Speaking to Pittsburgh radio station KDKA Wednesday (September 19), Daryl Metcalfe, a House Republican, said no “legitimate voter that actually wants to exercise that right and takes on the according responsibility,” would be disenfranchised by the law. But critics argue the law would suppress turnout among thousands of poor, elderly and minority voters — a population less likely to own a photo ID and more likely to vote Democratic.
“As Mitt Romney said, 47 percent of the people that are living off the public dole, living off their neighbors’ hard work, and we have a lot of people out there that are too lazy to get up and get out there and get the ID they need. If individuals are too lazy, the state can’t fix that,” Metcalfe told a radio host, referring to the GOP presidential candidate’s secretly recorded remarks, which have caused his campaign to backtrack this week.

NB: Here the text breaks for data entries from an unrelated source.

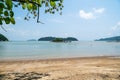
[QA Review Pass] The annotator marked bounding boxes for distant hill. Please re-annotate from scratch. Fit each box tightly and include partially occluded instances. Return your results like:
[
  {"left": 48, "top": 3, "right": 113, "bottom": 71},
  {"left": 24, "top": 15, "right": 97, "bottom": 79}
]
[
  {"left": 27, "top": 39, "right": 36, "bottom": 41},
  {"left": 0, "top": 34, "right": 8, "bottom": 41},
  {"left": 38, "top": 37, "right": 78, "bottom": 41},
  {"left": 95, "top": 36, "right": 120, "bottom": 42}
]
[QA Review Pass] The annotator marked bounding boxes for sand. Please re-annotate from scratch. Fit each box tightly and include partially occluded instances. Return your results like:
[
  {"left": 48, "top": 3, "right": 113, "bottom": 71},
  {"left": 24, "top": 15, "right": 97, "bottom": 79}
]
[{"left": 0, "top": 57, "right": 120, "bottom": 80}]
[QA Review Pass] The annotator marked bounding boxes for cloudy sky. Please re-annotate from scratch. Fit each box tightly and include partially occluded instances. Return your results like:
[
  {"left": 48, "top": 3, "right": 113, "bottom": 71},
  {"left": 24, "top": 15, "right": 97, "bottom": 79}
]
[{"left": 0, "top": 0, "right": 120, "bottom": 40}]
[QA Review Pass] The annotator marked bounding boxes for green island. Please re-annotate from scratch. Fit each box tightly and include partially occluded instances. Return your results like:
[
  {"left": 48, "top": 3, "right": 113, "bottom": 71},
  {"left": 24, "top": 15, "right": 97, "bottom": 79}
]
[{"left": 38, "top": 37, "right": 78, "bottom": 42}]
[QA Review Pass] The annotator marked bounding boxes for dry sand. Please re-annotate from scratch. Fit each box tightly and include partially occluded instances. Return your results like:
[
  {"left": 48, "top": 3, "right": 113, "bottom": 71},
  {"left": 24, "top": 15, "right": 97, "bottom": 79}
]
[{"left": 0, "top": 57, "right": 120, "bottom": 80}]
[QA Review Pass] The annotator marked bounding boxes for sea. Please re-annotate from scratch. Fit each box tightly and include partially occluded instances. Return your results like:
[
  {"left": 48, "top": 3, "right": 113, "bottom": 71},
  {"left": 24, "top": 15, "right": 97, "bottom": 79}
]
[{"left": 0, "top": 41, "right": 120, "bottom": 60}]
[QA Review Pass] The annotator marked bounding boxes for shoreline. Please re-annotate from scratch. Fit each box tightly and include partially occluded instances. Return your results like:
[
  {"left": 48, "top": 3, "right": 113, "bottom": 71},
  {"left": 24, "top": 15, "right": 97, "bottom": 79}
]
[
  {"left": 0, "top": 56, "right": 120, "bottom": 62},
  {"left": 0, "top": 56, "right": 120, "bottom": 80}
]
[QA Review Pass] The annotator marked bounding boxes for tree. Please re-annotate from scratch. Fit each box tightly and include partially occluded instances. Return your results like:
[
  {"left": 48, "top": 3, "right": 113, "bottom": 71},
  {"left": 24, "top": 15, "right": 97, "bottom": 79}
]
[{"left": 0, "top": 0, "right": 63, "bottom": 25}]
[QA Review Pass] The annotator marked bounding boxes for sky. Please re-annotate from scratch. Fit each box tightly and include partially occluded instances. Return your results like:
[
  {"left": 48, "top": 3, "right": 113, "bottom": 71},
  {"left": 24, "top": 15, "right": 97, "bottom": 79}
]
[{"left": 0, "top": 0, "right": 120, "bottom": 41}]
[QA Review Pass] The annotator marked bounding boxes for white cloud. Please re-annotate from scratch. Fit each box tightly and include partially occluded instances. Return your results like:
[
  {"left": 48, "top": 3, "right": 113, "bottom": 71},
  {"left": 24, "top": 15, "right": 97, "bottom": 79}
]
[
  {"left": 79, "top": 10, "right": 95, "bottom": 19},
  {"left": 79, "top": 8, "right": 105, "bottom": 20},
  {"left": 93, "top": 8, "right": 105, "bottom": 14},
  {"left": 50, "top": 19, "right": 64, "bottom": 23}
]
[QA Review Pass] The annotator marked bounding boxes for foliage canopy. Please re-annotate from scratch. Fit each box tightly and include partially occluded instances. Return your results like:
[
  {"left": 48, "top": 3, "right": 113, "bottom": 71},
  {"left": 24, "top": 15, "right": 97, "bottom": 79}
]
[{"left": 0, "top": 0, "right": 63, "bottom": 25}]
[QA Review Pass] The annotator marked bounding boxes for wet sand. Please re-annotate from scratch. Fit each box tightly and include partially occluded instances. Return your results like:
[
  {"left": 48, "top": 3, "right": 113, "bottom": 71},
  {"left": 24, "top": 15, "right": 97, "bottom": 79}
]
[{"left": 0, "top": 57, "right": 120, "bottom": 80}]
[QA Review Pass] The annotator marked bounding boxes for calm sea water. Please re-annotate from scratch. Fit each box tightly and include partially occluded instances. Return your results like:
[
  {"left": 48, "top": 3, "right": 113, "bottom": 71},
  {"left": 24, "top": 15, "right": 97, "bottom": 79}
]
[{"left": 0, "top": 41, "right": 120, "bottom": 59}]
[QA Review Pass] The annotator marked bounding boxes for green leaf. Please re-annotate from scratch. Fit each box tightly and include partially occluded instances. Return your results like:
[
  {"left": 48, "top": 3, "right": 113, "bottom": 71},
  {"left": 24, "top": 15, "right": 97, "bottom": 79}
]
[
  {"left": 0, "top": 8, "right": 3, "bottom": 14},
  {"left": 10, "top": 17, "right": 15, "bottom": 24},
  {"left": 0, "top": 3, "right": 4, "bottom": 8},
  {"left": 4, "top": 17, "right": 10, "bottom": 24},
  {"left": 5, "top": 0, "right": 12, "bottom": 10},
  {"left": 50, "top": 0, "right": 56, "bottom": 7},
  {"left": 4, "top": 11, "right": 8, "bottom": 16},
  {"left": 0, "top": 18, "right": 3, "bottom": 25},
  {"left": 10, "top": 11, "right": 14, "bottom": 17},
  {"left": 27, "top": 3, "right": 33, "bottom": 11}
]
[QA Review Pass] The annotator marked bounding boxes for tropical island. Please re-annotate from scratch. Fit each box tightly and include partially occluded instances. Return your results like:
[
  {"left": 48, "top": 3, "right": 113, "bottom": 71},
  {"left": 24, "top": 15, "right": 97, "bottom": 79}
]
[
  {"left": 0, "top": 34, "right": 8, "bottom": 41},
  {"left": 95, "top": 36, "right": 120, "bottom": 42},
  {"left": 38, "top": 37, "right": 78, "bottom": 42}
]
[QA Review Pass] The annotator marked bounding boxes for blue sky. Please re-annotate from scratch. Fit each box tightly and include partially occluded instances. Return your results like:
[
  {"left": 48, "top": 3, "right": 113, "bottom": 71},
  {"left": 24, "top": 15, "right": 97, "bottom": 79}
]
[{"left": 0, "top": 0, "right": 120, "bottom": 41}]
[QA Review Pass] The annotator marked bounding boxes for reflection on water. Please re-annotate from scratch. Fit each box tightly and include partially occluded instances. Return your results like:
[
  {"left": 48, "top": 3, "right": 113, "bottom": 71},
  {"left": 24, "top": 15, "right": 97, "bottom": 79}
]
[{"left": 0, "top": 41, "right": 120, "bottom": 59}]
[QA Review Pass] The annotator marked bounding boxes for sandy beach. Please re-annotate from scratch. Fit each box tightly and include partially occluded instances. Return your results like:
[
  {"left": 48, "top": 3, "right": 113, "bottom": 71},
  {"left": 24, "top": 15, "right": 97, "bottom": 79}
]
[{"left": 0, "top": 57, "right": 120, "bottom": 80}]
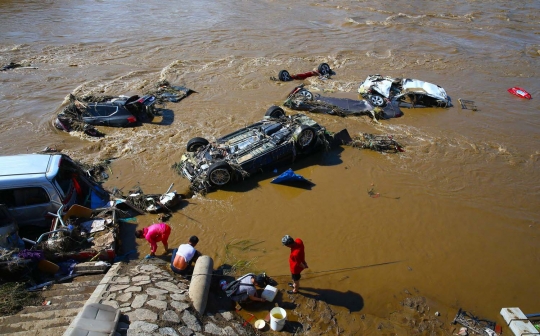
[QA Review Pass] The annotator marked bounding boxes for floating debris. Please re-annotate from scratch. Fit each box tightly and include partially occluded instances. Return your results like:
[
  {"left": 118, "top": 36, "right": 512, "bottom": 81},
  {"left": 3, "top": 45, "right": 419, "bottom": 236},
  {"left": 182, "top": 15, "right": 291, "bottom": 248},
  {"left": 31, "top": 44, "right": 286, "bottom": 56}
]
[{"left": 351, "top": 133, "right": 405, "bottom": 153}]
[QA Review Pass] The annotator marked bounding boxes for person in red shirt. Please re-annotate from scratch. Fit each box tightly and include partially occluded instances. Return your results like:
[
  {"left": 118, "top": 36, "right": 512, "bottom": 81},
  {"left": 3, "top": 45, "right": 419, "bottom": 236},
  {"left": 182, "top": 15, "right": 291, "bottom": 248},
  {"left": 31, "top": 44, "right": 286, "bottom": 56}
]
[
  {"left": 281, "top": 235, "right": 308, "bottom": 294},
  {"left": 135, "top": 223, "right": 171, "bottom": 259}
]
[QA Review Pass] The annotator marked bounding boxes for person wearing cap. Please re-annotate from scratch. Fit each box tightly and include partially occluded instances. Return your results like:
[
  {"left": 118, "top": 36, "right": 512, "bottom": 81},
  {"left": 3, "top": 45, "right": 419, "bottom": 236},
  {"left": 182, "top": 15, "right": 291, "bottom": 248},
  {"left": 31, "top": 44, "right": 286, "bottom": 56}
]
[
  {"left": 281, "top": 235, "right": 308, "bottom": 294},
  {"left": 171, "top": 236, "right": 201, "bottom": 275},
  {"left": 135, "top": 223, "right": 171, "bottom": 259},
  {"left": 231, "top": 273, "right": 266, "bottom": 302}
]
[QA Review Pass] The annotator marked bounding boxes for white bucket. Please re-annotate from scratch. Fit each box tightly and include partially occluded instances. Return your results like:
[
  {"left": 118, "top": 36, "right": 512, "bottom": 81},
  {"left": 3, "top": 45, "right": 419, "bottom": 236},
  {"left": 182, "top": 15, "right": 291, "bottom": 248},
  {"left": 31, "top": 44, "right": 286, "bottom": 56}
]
[{"left": 270, "top": 307, "right": 287, "bottom": 331}]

Pennsylvania Democrats are circulating Metcalf’s interview, trying to make the case that Republican backers of the law, which remains tied up in court, lack sympathy for those who don’t have easy access to required IDs.
On Tuesday, the state Supreme Court sent the case back to the Commonwealth Court, where a judge last month signed off on the law, saying he was “not convinced that any of the individual Petitioners or other witnesses will not have their votes counted in the general election.”
The Supreme Court instructed the lower court to more fully consider whether the law is ready for its test in November.